Stefan Ott: Gewebe, beziehungsweise Gelege aus Basaltfaser sind eine kostengünstige Alternative für Anwendungen, die nicht zwingend Kohlefaser benötigen. Ein Gelege mit 250 g/qm wird primär für die Aussteifung von Bauteilen wie zum Beispiel Leitwerksträgern verwendet, die primär sehr biegesteif sein müssen. Der große Vorteil: die Antenne kann ohne Probleme im Rumpf verlegt werden und Empfangsprobleme ge-hören wieder der Vergangenheit an. Ein weiteres innovatives Produkt ist Glashohlfasergewebe. Durch die hohlen Filamente reduziert sich das Laminatgewicht um bis zu 40 Prozent. Mit einzigartigen Eigenschaften, die geringes Gewicht, hohe spezifische Festigkeit sowie hohes Ernergieaufnahmevermögen in sich vereinen, eignen sich speziell auch für den Rumpfbau, zum Beispiel im F3B/J/F-Bereich. Das "Textreme"-Gewebe, aus gespreizten 12k-Kohlegarnen gefertigt, stellt ebenfalls ein revolutionäres Produkt dar. Das Gewebe vereint alle Vorteile eines Geleges (zum Beispiel die geringe Fadenumlenkung) mit den Vorteilen eines Gewebes (zum Beispiel einfache Handhabung). Durch die sehr flach liegenden Kreu-zungspunkte können so insgesamt wesentlich höhere Faservolumengehalte erzielt werden.

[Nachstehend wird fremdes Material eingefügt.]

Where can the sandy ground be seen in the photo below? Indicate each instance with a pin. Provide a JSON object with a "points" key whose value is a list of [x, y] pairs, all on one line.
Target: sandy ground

Der Autor könnte noch tagelang von einigen der über 3.000 Produkte schreiben. Verbundfasertechnik befindet sich in Wachstumsposition, althergebrachte Produktionsmethoden zu ersetzen. Der Leser ist herzlich eingeladen, das R&G-Team auf den Verbrauchermessen, anzusprechen.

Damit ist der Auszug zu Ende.